Leading and trailing whitespace is stripped per chunk; empty chunks are dropped.

The sentence splitter is a simple regex — it does not know about abbreviations like Dr. or U.S.. For conversational RP prose this is acceptable; contributions welcome for a smarter splitter.


Typing delay

familiar_connect.text.delivery.compute_typing_delay returns:

raw = len(chunk) / chars_per_second
delay = clamp(raw, min_delay_s, max_delay_s)

If chars_per_second <= 0, the delay returns max_delay_s (safety fallback so a misconfigured profile doesn't break delivery).


Configuration

Per-channel typing_simulation settings are layered from three sources, applied in order:

  1. Per-mode default in channel_config_for_mode (lowest priority). text_conversation_rp sets enabled=True; full_rp and imitate_voice set enabled=False.
  2. Character-level overrides from character.toml [typing_simulation].
  3. Channel-level overrides from channels/<channel_id>.toml [typing_simulation] (highest priority).
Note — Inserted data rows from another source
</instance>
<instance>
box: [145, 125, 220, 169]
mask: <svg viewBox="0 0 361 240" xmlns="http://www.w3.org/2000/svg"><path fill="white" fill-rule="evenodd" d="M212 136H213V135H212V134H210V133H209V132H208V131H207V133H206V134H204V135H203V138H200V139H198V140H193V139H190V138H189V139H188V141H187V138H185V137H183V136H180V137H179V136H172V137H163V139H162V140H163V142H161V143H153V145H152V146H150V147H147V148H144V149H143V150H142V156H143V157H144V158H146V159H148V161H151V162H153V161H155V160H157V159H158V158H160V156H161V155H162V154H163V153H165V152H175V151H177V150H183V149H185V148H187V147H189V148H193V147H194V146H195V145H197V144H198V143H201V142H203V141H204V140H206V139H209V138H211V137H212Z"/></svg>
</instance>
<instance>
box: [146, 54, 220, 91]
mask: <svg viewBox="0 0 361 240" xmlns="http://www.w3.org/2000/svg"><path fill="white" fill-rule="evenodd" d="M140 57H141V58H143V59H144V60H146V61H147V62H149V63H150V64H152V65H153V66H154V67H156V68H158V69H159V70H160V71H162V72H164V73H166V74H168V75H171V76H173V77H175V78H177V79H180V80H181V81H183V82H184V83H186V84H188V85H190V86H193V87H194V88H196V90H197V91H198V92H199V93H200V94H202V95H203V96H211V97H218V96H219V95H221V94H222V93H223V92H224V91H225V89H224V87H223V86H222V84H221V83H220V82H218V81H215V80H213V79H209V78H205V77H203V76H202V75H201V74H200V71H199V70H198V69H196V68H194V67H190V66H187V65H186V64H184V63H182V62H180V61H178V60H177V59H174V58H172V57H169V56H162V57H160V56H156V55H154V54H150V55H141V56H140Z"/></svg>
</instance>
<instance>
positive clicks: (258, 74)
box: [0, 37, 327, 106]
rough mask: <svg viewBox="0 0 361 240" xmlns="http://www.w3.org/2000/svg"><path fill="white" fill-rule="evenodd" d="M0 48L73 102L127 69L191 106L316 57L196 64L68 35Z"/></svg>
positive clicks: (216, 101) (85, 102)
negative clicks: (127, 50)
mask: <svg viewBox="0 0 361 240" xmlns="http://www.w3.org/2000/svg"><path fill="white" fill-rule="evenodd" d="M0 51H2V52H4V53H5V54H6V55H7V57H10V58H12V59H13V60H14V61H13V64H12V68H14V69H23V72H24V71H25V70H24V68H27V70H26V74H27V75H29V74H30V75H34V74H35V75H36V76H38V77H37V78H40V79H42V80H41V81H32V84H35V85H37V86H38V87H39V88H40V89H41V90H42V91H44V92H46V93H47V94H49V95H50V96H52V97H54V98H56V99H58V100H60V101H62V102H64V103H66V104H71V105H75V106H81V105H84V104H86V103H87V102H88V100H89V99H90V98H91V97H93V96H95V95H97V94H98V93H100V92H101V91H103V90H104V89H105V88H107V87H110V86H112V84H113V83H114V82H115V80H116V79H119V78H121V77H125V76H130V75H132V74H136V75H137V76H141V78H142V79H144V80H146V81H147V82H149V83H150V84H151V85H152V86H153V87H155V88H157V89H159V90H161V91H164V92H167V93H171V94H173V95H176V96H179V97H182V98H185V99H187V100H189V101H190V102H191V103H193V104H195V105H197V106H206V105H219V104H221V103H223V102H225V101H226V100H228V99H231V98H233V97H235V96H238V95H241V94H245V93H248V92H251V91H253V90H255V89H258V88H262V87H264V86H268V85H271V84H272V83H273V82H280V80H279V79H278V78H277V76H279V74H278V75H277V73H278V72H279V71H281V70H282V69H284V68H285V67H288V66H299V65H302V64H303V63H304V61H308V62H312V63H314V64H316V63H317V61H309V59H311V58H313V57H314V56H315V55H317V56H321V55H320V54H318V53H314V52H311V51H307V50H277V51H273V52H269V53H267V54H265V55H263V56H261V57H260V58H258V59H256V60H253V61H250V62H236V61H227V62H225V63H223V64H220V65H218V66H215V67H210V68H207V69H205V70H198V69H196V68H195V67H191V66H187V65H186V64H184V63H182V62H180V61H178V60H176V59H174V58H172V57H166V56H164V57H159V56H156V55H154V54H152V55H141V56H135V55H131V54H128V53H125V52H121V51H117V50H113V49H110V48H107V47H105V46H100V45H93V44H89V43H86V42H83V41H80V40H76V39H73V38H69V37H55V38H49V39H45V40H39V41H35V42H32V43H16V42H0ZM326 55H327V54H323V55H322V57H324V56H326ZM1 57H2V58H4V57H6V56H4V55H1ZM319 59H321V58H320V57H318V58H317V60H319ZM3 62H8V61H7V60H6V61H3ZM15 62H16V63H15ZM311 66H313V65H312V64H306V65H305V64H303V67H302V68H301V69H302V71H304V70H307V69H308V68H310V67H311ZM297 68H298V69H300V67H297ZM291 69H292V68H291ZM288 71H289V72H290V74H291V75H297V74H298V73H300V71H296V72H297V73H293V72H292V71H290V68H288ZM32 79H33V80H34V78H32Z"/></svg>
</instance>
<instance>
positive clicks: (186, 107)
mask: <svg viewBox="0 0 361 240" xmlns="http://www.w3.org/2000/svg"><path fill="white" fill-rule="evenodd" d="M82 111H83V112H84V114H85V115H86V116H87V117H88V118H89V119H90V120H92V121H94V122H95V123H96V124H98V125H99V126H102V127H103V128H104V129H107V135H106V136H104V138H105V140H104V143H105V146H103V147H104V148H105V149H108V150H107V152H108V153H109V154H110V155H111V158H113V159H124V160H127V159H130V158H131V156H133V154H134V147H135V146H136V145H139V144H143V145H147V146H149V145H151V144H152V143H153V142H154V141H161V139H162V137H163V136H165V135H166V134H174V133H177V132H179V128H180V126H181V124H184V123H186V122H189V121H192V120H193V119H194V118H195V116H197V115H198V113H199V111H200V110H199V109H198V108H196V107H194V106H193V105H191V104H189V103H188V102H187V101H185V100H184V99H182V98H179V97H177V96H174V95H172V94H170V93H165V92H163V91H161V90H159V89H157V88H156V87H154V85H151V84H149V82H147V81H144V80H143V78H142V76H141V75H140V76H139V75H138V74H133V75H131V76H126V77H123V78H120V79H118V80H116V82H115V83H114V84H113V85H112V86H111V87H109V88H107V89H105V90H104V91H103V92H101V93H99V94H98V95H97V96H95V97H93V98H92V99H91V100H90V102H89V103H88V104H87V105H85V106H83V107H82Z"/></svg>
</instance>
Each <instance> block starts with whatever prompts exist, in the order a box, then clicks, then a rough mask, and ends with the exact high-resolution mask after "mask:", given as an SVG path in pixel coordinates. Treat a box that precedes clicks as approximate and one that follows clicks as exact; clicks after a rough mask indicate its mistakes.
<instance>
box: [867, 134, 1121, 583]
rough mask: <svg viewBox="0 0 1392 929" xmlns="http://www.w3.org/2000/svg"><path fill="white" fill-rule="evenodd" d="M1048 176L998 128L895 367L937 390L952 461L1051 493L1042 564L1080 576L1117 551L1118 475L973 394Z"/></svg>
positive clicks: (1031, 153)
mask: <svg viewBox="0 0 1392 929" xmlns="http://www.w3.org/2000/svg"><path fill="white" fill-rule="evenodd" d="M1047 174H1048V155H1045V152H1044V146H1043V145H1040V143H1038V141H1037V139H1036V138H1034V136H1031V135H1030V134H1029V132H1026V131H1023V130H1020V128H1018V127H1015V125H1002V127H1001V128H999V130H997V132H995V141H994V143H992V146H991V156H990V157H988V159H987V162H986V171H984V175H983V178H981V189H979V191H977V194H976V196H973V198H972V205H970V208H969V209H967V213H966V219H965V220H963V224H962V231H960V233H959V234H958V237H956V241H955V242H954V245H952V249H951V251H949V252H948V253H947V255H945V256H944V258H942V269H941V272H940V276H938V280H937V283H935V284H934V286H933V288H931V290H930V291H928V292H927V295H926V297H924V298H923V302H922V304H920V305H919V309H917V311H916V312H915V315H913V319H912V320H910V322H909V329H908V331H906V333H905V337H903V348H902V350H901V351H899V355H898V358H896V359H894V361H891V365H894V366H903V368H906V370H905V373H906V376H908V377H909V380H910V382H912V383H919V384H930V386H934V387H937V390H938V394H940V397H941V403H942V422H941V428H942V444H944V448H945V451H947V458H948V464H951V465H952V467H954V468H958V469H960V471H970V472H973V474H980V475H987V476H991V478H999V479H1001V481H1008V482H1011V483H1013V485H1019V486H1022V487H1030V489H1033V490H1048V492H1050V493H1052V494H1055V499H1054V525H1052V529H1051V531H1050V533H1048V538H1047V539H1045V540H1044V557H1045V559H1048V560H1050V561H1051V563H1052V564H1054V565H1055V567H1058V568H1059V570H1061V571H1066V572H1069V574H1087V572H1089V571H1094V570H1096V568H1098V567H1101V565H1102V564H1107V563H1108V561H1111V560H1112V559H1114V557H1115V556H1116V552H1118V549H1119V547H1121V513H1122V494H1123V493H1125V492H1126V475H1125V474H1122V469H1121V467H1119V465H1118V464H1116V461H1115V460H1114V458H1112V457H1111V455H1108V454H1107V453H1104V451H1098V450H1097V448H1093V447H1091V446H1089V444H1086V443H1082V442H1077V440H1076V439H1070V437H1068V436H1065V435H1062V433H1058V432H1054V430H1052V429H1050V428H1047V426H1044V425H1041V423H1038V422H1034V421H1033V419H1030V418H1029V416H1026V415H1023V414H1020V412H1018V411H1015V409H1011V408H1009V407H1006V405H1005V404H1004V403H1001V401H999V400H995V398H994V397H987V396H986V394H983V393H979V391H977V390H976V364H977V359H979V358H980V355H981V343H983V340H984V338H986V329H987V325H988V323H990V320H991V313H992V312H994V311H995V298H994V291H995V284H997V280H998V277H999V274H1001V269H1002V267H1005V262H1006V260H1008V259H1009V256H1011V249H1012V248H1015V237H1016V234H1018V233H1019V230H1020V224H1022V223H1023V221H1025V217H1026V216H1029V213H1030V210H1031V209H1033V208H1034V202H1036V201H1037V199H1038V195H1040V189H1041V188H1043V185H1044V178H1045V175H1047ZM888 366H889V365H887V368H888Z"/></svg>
Each layer is a partial override: only fields the user explicitly sets in TOML substitute the lower-priority value.

character.toml

[typing_simulation]
# Master on/off — inherits from mode default when omitted.
enabled = true

# Typing speed in characters per second (≈ 40 cps → 240 wpm).
chars_per_second = 40.0

# Floor and ceiling for the per-chunk typing delay.
min_delay_s = 0.8
max_delay_s = 6.0

# Pause between sending a chunk and showing "typing…" for the next chunk.
# No typing indicator is shown during this pause.
inter_line_pause_s = 0.7

# Paragraphs longer than this (characters) split by sentence.
sentence_split_threshold = 400

channels/<channel_id>.toml

mode = "text_conversation_rp"

# Override just the typing speed for this channel.
[typing_simulation]
chars_per_second = 25.0

Disabling for one channel

mode = "text_conversation_rp"

[typing_simulation]
enabled = false

Implementation modules

Piece Module
Dataclass + per-mode defaults familiar_connect.config.TypingSimulationConfig, channel_config_for_mode
Partial-override parser familiar_connect.config._parse_typing_simulation_overrides
Chunk splitter + delay math familiar_connect.text.delivery.split_reply_into_chunks, compute_typing_delay
Per-channel in-flight tracker familiar_connect.text.delivery.TextDeliveryTracker, TextDeliveryRegistry
Chunked delivery loop familiar_connect.bot._run_text_response
Cancellation hook familiar_connect.bot.on_message

The tracker pattern deliberately mirrors ResponseTracker / ResponseTrackerRegistry in familiar_connect.voice.interruption — the text path now has its own state-tracking surface for mid-flight cancel, analogous to the voice path's long-burst-at-GENERATING case. See Voice interruption for the counterpart on the voice side.